American Commercial bank Silvergate Capital, a bank focused on digital currencies, reports financial results for the first quarter of 2022.
According to the financial report, the company’s Q1 revenue in 2022 is $59.9 million, a year-on-year increase of 93%, and its net income is as high as $24.7 million, a year-on-year increase of 94%.
The bank focuses on giving fiat credits that are crypto collateralised to corporate customers. This will happen as a Silvergate Exchange Network (SEN), a specially crafted remittance structure for huge customers such as cryptocurrency exchanges.
During the first quarter, the company facilitated transactions between cryptocurrency exchanges and financial institutions worth as much as $142 billion.
However, due to the ongoing downturn in the cryptocurrency market, SEN transfers were down from $167 billion in the first quarter of 2021. Bitcoin (BTC) and Ethereum (ETH) spot volumes were down 33% year-over-year.
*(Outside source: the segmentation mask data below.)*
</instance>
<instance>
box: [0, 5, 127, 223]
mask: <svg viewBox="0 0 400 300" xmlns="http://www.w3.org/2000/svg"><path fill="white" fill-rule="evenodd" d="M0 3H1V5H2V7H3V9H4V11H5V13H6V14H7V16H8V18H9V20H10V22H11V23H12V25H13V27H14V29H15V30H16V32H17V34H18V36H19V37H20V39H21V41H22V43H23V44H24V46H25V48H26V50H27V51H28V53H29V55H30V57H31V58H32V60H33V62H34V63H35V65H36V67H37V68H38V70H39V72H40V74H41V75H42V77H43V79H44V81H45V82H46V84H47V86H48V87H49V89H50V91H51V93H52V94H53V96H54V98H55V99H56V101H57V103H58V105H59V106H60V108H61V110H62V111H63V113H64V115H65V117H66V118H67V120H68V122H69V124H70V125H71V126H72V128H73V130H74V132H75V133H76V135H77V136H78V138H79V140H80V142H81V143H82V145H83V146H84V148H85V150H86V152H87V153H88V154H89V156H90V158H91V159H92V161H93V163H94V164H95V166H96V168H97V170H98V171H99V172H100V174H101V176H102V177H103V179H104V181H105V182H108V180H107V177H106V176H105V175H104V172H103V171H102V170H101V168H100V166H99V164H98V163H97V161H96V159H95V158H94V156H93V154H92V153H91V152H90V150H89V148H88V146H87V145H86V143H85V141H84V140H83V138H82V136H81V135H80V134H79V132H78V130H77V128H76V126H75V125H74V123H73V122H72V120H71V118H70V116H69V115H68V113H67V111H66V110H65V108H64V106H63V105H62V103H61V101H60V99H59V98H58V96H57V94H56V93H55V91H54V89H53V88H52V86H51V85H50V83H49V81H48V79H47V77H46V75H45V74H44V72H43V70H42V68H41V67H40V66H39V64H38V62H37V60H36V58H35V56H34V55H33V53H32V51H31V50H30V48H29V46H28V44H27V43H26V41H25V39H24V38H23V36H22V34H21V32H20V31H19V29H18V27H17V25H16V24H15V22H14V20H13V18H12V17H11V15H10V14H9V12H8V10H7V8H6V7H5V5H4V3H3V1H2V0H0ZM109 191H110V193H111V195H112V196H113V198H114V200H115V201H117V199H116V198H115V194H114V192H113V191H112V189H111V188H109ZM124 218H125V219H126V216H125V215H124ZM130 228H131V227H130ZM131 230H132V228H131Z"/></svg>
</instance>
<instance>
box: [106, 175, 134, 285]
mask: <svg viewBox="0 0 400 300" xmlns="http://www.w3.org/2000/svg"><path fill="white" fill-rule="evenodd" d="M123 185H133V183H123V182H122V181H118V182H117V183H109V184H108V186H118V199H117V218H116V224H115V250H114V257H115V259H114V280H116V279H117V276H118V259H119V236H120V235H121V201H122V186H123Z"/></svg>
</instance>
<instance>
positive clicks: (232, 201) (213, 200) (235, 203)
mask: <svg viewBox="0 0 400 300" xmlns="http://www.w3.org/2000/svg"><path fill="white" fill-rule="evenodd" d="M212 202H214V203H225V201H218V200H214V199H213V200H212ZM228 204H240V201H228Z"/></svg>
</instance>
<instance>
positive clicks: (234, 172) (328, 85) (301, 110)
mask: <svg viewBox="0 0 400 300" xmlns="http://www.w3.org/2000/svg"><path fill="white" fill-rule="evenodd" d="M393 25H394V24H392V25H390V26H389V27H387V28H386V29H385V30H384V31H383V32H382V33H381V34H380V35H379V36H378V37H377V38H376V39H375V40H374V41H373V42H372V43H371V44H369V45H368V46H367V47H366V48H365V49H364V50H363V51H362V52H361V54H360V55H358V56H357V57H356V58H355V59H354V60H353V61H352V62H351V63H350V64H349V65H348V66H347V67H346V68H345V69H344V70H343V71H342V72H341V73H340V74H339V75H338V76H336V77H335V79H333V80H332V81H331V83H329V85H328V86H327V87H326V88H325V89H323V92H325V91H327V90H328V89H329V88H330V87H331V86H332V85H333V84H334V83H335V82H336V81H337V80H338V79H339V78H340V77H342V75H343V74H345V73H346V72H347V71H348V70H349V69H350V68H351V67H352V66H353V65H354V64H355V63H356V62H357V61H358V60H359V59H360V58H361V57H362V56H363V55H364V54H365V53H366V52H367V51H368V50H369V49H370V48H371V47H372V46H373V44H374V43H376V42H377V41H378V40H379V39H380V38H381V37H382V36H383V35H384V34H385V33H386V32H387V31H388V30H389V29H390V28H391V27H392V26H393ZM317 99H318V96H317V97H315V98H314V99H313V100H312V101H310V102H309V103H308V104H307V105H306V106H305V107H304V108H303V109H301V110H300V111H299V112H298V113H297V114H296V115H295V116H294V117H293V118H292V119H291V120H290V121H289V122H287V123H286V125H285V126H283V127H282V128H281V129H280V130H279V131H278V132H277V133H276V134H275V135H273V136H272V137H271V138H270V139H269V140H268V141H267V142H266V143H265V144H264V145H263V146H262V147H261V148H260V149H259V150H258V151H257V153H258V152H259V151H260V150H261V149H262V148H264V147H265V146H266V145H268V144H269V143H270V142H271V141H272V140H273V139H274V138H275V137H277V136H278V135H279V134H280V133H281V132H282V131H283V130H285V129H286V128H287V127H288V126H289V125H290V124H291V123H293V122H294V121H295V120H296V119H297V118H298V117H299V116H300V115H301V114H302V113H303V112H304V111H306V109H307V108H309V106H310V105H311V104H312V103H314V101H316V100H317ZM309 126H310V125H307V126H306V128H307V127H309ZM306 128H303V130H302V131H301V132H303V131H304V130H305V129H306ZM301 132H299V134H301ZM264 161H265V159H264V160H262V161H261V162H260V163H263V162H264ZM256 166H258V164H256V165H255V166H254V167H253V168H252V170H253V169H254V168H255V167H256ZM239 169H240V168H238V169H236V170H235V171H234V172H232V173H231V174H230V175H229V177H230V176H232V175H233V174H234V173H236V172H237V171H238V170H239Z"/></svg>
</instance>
Silvergate has emerged to be a reckoning force in the cryptocurrency sphere. It offers services to reputable global cryptocurrency firms such as Coinbase, Xapo, Bitstamp, and Genesis Trading.
Rebecca Rettig, a general counsel for Aave Companies, the team behind the decentralised finance (DeFi) platform Aave, is assuming a new role at Silvergate bank, a leading bank for innovative businesses in fintech and cryptocurrency.
Silvergate bank acquired the cryptocurrency technology backbone of Facebook’s Diem Association to keep the prospect alive.
Silvergate wants to leverage the technology with its own crypto expertise to launch a stablecoin digital currency later this year.
The stablecoin could serve as a cryptocurrency alternative to Mastercard and Visa with streamlined international remittances and lower transaction fees.